Team-wide struggles cause the likes of Karl-Anthony Towns and Anthony Edwards to revert to bad habits, which causes the bad to get worse. Those tendencies make it difficult for Minnesota to stop the bleeding.
So when Dejounte Murray goes nuclear — scoring 22 points in the third quarter — to tie the game heading into the fourth, Minnesota is in no position to respond with another push of its own. Instead, the Hawks scored the opening nine points of the final frame as well — and the rout was on.
The Hawks (2-2) were 14 for 18 from the field in the third quarter, and shot 50% in the fourth.
“We couldn’t contain anybody in pick-and-roll defense. Murray gets hot,” Finch told reporters. “After that, it was just a momentum game for them.”

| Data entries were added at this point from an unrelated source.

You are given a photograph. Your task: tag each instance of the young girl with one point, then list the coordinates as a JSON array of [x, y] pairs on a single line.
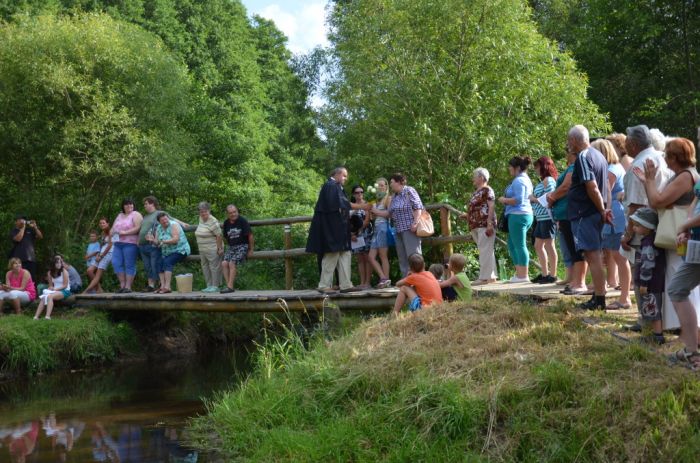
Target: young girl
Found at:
[[380, 244], [91, 253], [59, 288], [102, 259]]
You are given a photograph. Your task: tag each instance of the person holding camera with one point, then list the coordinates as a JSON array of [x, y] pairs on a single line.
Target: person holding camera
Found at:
[[23, 236]]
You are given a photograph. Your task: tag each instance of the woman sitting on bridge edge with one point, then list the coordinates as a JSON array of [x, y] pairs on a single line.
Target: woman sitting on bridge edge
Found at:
[[171, 239]]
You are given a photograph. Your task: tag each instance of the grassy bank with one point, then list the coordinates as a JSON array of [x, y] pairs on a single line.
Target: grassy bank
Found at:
[[78, 339], [493, 381]]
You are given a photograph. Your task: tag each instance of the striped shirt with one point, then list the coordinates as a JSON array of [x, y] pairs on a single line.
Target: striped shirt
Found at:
[[402, 206], [545, 186]]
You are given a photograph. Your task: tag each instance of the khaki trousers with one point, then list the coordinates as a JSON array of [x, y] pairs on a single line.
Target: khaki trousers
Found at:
[[331, 261], [211, 265], [487, 257]]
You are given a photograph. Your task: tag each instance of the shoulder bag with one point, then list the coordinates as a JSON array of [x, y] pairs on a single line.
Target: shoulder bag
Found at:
[[425, 225]]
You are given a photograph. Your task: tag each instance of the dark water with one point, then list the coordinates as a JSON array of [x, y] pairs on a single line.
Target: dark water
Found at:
[[127, 414]]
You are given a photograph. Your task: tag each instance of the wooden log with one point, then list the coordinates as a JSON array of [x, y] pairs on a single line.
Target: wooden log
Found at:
[[446, 230]]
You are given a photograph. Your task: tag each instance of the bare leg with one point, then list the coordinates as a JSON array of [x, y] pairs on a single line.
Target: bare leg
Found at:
[[552, 257], [625, 276], [39, 309], [611, 263], [50, 302], [541, 255], [595, 261], [231, 278], [95, 282], [406, 293]]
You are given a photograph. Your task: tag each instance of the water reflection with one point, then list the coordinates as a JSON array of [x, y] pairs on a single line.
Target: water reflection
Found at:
[[133, 414]]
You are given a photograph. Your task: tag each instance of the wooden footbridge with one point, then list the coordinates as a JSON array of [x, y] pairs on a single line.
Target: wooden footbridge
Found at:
[[297, 300]]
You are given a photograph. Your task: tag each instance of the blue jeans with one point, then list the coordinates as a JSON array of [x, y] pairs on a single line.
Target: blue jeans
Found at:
[[124, 258], [151, 257]]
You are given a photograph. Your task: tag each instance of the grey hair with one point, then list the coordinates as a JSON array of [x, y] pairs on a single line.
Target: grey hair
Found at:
[[579, 133], [658, 139], [482, 172], [640, 135]]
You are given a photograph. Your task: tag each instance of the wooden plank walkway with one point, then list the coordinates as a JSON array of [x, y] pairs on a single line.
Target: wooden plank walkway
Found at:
[[294, 300], [241, 301]]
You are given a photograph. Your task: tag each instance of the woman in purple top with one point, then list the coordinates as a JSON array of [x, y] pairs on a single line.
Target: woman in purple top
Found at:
[[404, 210]]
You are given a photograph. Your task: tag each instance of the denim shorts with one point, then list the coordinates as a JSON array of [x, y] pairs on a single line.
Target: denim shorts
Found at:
[[415, 304], [545, 229], [380, 235], [588, 233], [612, 241]]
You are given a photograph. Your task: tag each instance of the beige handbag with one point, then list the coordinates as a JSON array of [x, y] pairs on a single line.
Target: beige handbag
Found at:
[[669, 222], [425, 225]]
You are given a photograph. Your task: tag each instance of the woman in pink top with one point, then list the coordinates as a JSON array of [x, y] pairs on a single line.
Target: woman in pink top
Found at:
[[125, 237], [18, 288]]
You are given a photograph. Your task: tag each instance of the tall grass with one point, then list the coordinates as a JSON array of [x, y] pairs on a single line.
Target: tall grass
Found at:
[[493, 381], [83, 339]]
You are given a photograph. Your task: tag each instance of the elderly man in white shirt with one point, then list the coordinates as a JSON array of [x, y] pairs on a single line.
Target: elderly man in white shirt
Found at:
[[639, 146]]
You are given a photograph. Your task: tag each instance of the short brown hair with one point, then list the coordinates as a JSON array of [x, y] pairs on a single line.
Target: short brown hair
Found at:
[[682, 151], [457, 262], [618, 141], [416, 262], [152, 200]]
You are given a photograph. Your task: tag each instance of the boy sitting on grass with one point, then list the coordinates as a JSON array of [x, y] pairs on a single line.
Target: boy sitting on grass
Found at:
[[419, 288], [448, 292], [649, 272], [458, 279]]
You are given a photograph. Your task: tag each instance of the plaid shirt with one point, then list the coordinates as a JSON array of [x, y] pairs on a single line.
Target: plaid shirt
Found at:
[[402, 206]]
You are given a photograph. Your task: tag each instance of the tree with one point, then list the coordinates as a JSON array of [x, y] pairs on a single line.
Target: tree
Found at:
[[88, 102], [435, 89], [641, 57]]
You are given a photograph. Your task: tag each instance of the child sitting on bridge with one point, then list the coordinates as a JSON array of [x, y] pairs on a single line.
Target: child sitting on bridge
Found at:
[[419, 288], [458, 280]]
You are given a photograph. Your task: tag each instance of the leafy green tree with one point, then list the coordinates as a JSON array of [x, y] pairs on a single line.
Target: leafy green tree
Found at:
[[435, 89], [641, 57], [93, 109]]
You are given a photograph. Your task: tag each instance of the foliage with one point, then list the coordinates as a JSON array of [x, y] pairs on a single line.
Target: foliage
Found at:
[[436, 89], [219, 116], [35, 346], [641, 57], [492, 381]]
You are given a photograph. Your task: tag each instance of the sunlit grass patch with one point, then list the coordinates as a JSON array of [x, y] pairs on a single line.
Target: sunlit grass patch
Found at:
[[496, 380]]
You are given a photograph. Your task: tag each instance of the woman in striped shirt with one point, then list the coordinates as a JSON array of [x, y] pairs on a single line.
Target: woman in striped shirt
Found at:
[[545, 228]]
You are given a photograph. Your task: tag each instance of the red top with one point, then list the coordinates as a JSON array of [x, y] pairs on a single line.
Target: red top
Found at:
[[426, 286], [16, 282]]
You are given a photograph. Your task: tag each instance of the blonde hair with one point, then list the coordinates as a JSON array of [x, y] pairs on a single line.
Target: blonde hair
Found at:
[[608, 149], [13, 261], [457, 262]]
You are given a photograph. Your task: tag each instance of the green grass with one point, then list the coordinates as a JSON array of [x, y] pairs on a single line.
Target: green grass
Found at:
[[76, 339], [492, 381]]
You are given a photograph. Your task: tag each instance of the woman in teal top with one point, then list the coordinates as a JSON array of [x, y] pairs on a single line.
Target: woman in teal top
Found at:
[[171, 239], [518, 215]]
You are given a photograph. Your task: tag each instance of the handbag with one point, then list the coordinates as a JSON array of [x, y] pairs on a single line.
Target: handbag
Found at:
[[503, 223], [669, 222], [424, 224], [390, 236]]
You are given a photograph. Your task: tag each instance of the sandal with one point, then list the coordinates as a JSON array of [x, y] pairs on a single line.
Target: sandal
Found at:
[[690, 360], [617, 305]]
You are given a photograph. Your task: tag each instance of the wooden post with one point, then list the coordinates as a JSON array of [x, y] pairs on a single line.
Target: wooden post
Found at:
[[446, 230], [288, 265]]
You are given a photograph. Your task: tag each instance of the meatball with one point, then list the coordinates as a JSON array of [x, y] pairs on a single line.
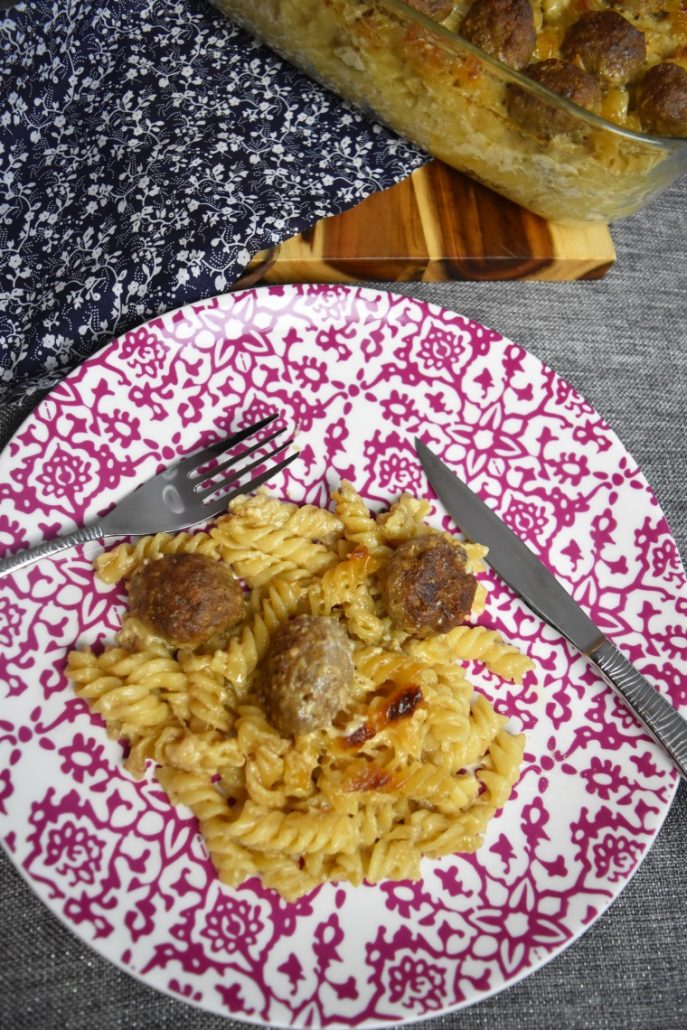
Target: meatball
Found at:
[[503, 28], [436, 9], [306, 675], [426, 587], [559, 76], [605, 43], [661, 100], [186, 598]]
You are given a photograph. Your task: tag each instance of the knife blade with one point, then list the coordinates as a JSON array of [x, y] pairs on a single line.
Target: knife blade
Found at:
[[540, 589]]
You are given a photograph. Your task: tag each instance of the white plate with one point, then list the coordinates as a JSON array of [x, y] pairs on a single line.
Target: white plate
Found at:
[[362, 373]]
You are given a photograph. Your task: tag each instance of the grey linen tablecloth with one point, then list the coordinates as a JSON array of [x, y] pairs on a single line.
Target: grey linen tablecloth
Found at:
[[621, 342]]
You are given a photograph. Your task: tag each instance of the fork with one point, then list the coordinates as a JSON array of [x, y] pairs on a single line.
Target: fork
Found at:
[[175, 499]]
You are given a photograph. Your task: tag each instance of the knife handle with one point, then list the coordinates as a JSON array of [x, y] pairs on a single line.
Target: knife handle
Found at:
[[662, 721]]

Minnesota (1-2) has played two full-strength teams through three games and lost to both of them. Monday’s meltdown even came with Jaden McDaniels back in the lineup after he missed the first two games with a calf injury that derailed his training camp.
Performances like the one in Atlanta make it difficult for fans to fully buy into this Timberwolves team. Who they are changes game to game, quarter to quarter. They haven’t proven trustworthy. Their only consistency is their inconsistency.
Those were traits that ultimately, despite the team’s load of talent, buried the Wolves last season. And, through only three games, this unit is looking awfully familiar to that one.